Islamabad, Feb 18 (IANS): Testrictions on aid workers in the country's northwest must be "softened and rationalised" after new guidelines were issued following the tracking down of Al Qaeda chief Osama bin Laden through a vaccination campaign, a leading Pakistani daily said Monday.
An editorial in the Dawn Monday said that it was a move that "smells uncomfortably of paranoia of the sort Pakistan is wont to suffer from".
"But if the raison d'être of a state and government is even remotely understood as catering to the needs of the population, it amounts to cutting off the nose to spite the face," it added.
The interior ministry had ordered the expulsion of foreign workers of Save the Children when it was found that Shakil Afridi used a vaccination campaign to mask his efforts in locating Osama.
Now, the Khyber Pakhtunkhwa government has issued a new, cumbersome set of guidelines and restrictions.
"A clue as to why this is so can be found in the realities that prevail across the districts where the restrictions apply.
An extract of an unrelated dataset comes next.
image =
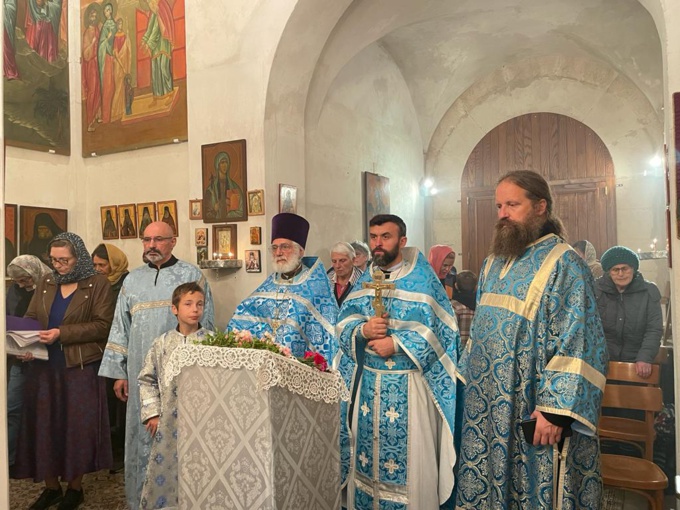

These include Buner, Swat and Malakand - areas where suspected militants and security forces have a considerable presence. By implication, given the government and military thinking post-Bin Laden, every aid worker might be indulging in espionage," said the daily.
"...These new requirements are likely to have an adverse effect on humanitarian work being undertaken by international organisations and their local partners, curtailing activities and impacting the amount of funds received," it added.
The editorial stressed that in the interests of the citizenry "these restrictions must be softened and rationalised if not removed altogether".